With the Luanda Commitment, countries pledged to complete the Situation Analyses and Needs Assessment (SANA) in all African countries and the preparation of National Plans of Joint Action by the end of 2012. So far, SANA has been completed in 17 African countries.

 

Countries agreed to mobilise available resources in government budgets and to advocate for and monitor an allocation of 15% of government finances to the health sector, as stated in the 2001 Abuja Declaration by African Heads of State and a substantial increase of allocations of government budgets to the environment sector.

 

The Health and Environment Strategic Alliance (HESA) was also established, a novel mechanism to stimulate policies and investments in favour of enhanced joint actions for health and environment in Africa.

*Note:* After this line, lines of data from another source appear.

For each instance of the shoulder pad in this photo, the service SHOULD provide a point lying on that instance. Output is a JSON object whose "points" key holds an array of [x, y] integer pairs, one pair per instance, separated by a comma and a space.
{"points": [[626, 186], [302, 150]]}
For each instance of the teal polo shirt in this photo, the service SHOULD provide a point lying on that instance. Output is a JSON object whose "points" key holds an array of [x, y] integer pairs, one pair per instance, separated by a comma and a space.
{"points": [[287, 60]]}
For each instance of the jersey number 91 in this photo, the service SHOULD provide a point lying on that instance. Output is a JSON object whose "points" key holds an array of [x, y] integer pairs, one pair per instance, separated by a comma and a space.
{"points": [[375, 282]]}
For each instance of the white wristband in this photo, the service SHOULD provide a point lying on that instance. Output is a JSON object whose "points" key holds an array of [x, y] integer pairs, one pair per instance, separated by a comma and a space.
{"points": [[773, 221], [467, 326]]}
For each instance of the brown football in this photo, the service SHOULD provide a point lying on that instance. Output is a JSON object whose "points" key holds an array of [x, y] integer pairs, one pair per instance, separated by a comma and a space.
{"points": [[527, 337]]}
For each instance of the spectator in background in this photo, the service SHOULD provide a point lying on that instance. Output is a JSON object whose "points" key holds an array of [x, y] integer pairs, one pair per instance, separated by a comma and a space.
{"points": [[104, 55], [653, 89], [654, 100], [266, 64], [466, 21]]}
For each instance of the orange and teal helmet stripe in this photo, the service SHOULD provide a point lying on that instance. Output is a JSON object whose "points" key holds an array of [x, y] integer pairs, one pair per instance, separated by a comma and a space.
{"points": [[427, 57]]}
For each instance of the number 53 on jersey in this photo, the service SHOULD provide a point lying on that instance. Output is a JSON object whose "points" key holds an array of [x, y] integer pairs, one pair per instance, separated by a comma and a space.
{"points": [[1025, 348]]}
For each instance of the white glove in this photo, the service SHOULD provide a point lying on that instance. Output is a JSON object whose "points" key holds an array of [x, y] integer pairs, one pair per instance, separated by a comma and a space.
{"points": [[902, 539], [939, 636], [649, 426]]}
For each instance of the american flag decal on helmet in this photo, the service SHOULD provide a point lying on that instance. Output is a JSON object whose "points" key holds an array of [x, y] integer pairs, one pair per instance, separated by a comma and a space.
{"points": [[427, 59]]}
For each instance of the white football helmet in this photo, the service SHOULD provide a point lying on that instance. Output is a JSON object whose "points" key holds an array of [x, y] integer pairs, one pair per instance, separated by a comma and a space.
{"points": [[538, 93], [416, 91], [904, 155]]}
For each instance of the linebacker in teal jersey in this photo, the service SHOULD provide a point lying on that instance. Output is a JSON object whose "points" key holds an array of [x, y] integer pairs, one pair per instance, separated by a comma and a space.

HESA is the first-ever collaboration framework of its type between African countries and two United Nations agencies in Africa.

 

Building on linkages between the health and environment sectors, HESA will develop and coordinate actions to effectively protect and promote public health and ecosystem integrity with a view to helping countries attain the Millennium Development Goals.

 

African Ministers of Health and Environment have thus far made their strongest pronouncement ever on climate change and health in the region, with the adoption of a Joint Statement on Climate Change and Health.

 

The statement articulates Africa’s common position on climate change and health and calls for support for actions aimed at reducing vulnerability and building resilience in the health sector in African countries. It also captures commitments by African ministers to address climate change on the continent, particularly as its effects are likely to be more severe than originally anticipated and may exacerbate effects of traditional and emerging environmental risk factors on human health, thereby hampering Africa’s efforts to attain the Millennium Development Goals.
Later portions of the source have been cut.